Antidote to Snootiness in Santa Barbara

by Steven R. Van Hook
July 16, 1995
Santa Barbra News-Press

I've had my fill. I can't take it anymore. Please heed my plea: If I hear one more local denizen grouse about what a snooty town Santa Barbara is, I think I might pop the offender in the snoot (which is nothing against the word "snoot" itself -- it has a rather charming sonance about it).

Having grown up in Santa Barbara over the mellow (and briefly turbulent) 60s and 70s, I may testify that this pervasive snootiness was not always so. Friendly, homey, magical, paradise. Those were the words you heard attached to the town. I didn't even know what a snoot was.

I remember weekly folk dancing at the beach. You'd practice the new steps on the outskirts of the circle, until welcoming hands pulled you in. We learned the world's dances. It was certainly a celebration of multi-ethnicity, though no one ever called it such. We just danced, young and old.

I remember the 4th of July beach party, where hundreds upon hundreds of craters and cubbies were carved in the sand for a prime fireworks view, amid warm feelings for your neighboring excavators. The only cross currents were good natured rivalries over who's hole was the better.

I remember front-line workers and clerks who actually seemed to like their jobs and the customers they served. Too many of them now seem much too preoccupied with how they will possibly survive another month in this spendy town on their inadequate wages.

Santa Barbara was a quiet town, with the stress level just one notch above snooze. Then came the Change.

I'd say it started with the Reagan presidency, when he moved the White House westward to good ol' SB. On slow news days, national reporters dug up glowing side-bar stories touting all the beauty about us. It helped justify their high expense accounts to anxious comptrollers as the newshounds took a taste of the high life.

Then came the infamous soap opera, so named as our fair city (the show is currently running nightly on prime-time Russian television with top ratings, spreading yet further the other-world mythology surrounding our town).

Santa Barbara-ho advanced the glamour-seeking hordes, up went the snoots and property values, out moved the mellow. What a shock it was after an extended stay away, for me to return and hear so many people bashing my beloved hometown as a haven for nothing but snooty snobs. Not my town!

Though I can appreciate the impression we must make, I have certainly seen my share of snootier cities -- San Francisco, District of Columbia, and, of course, Paris (snoot personified). We have a ways yet to go to pass those extremes.

To those who have had a proboscis full of Santa Barbara attitude, let me advise you to just say "nuts" to the snoots (note how "nuts" is a near anagram with "snoot"). Disarm the attitude with a toothy smile and a shrug. You might even try a little sympathy. I suspect the snootiest among us are the newest arrivals, using their aloofness to mask their unsurety.

In my graduate counseling psychology courses, I learned about "emotional contagions" -- those communicable mental disorders as virulent and deadly as any other noxious invader. Hate gives way to yet more hate, fear begets fear, bigotry breeds bigotry, snootiness begets snoots; pernicious toxins all, infecting the body public. We can, however, turn this principle to a better advantage.

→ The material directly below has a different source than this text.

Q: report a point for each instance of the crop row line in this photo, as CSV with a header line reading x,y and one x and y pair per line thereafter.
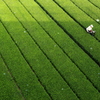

We of a different mind can become infectiously friendly, contagiously congenial. We can cop a new attitude and pass it on. The exploitive media and manipulative doomsayers casting their pall of despair can indeed be countered. We may be inoculated against negativity and snoots with just a small prescription of perspective. We are, each of us, much better than that.

The germs of kindness, goodwill and good cheer reside within us all.

Extend your hand and spread them around.

____

Steven R. Van Hook is a media relations consultant living in Santa Barbara.